CHRIS Cave was killed because he was a good man who lived in the wrong place.
A place described in court as where too many young men binge on drink and drugs, terrorising the good people on the estate, and where young adults trying to make a life for themselves are given flats, only for bored bullies to attempt to turn them into drug dens.
A place where someone thoroughly decent like 17-year-old Chris can be stabbed through the heart, simply for turning away a virtual stranger - a drug-using, drunken stranger - from his friend's door in the small hours of the morning.
The gang that once marauded through The Lakes Estate in Redcar, east Cleveland, are a lot quieter now, according to Chris's mother, Theresa.
That may be because wild, immature, drug and drink binger Sean Matson is no longer among them.
It may also be because of the shame of what happened to Chris.
Even so, three-year-old Thomas, Chris's brother, has told his mother and grandmother, Betty, he does not want to grow up on the estate, because "the man will kill him".
Mrs Cave is trying to leave The Lakes to protect Thomas - but also to start a new life for herself, away from the memory of finding her son dead 20 yards from her home in Burnmoor Close.
She remembers being woken that night in June, rushing outside and finding what she describes as "a circus" on the green in front of the home of Danny Armstrong, Chris's friend.
"I screamed through the line of bobbies, shouting that I was his mother," she says.
"I was expecting to find Chris upstairs with a bandage on his head.

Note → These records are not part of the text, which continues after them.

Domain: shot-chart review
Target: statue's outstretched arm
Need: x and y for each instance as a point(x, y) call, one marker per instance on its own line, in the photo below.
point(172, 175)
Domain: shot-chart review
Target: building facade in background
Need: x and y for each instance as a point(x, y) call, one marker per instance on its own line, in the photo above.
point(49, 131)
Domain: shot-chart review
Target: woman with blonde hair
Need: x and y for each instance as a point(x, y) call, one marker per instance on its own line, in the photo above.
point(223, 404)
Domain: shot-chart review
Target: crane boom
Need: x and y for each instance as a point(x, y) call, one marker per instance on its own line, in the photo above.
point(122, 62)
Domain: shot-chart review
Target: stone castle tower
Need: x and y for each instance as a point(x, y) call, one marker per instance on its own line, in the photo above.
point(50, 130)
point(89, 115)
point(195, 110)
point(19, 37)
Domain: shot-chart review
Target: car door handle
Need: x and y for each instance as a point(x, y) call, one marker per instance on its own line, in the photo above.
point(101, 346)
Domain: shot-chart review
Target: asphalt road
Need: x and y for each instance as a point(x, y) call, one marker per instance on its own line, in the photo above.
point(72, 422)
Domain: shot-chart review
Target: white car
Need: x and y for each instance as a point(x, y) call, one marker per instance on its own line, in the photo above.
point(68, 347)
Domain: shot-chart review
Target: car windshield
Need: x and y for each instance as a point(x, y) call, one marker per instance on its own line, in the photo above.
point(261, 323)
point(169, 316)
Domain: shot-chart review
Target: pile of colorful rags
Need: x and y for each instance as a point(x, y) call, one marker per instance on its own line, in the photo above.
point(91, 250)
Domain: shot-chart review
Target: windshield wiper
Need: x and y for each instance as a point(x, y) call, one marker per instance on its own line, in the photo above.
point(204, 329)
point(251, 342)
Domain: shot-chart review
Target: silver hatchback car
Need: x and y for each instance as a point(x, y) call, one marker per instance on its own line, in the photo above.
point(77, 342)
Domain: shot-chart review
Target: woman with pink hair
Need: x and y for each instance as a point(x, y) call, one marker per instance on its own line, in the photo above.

But as I started through the door I saw Chris on the stairs staring at me, no shirt on, a wound in his heart. I screamed to the ambulancemen, 'he's dead, he's dead.' I knew straight away. He was looking right at me, as if to say, 'Mam, look'."

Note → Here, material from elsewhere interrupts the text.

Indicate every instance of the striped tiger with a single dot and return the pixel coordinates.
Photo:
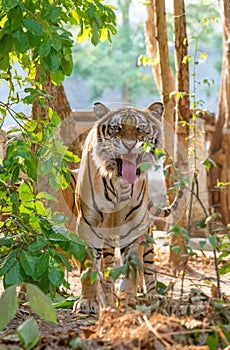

She says she hopes the image of her dead son will live with Matson for the rest of his life, as it will with her.
Shortly after Chris's body was taken to Middlesbrough General Hospital, she was led to his hospital room.
At her insistence, a Catholic priest was summoned from nearby Sacred Heart Church to administer the last rites.

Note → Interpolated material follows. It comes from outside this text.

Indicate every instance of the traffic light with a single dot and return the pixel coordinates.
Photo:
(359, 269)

She then unzipped her son from his body bag and hugged him, inadvertently feeling the wounds made by the kitchen knife that killed him.
She felt as if she was in a nightmare - a nightmare she is still struggling to wake from.
She is not alone in mourning the loss of Chris, whose girlfriend, Louise Rigby, 18, is carrying his unborn child.
There are local pensioners, who remember him for cooking and serving them a Christmas meal while he was still at school.
Then there's his friends at youth group Connexions, in Stockton, who remember him trying to help the homeless.
His teachers at Sacred Heart RC School remember him as a thoroughly decent young man who was never in any serious trouble.
His bosses at his first job, selling Sky TV aerials, were so impressed with him, they sent £1,000 towards his funeral.
Not that Chris was an angel.
"He was a terror for the girls," his mother laughs. "He had them queuing up! It got him into trouble sometimes."
Mrs Cave has written many poems and words about the tragedy in her life.
Psychiatrist Catherine Crawford hopes to use many of them in a special book to help others deal with grief.
One poem is addressed to God and signed 'A Mother'. It says: "I know he'll be so frightened, so lost and so alone, please could you send an angel, to guide my baby home."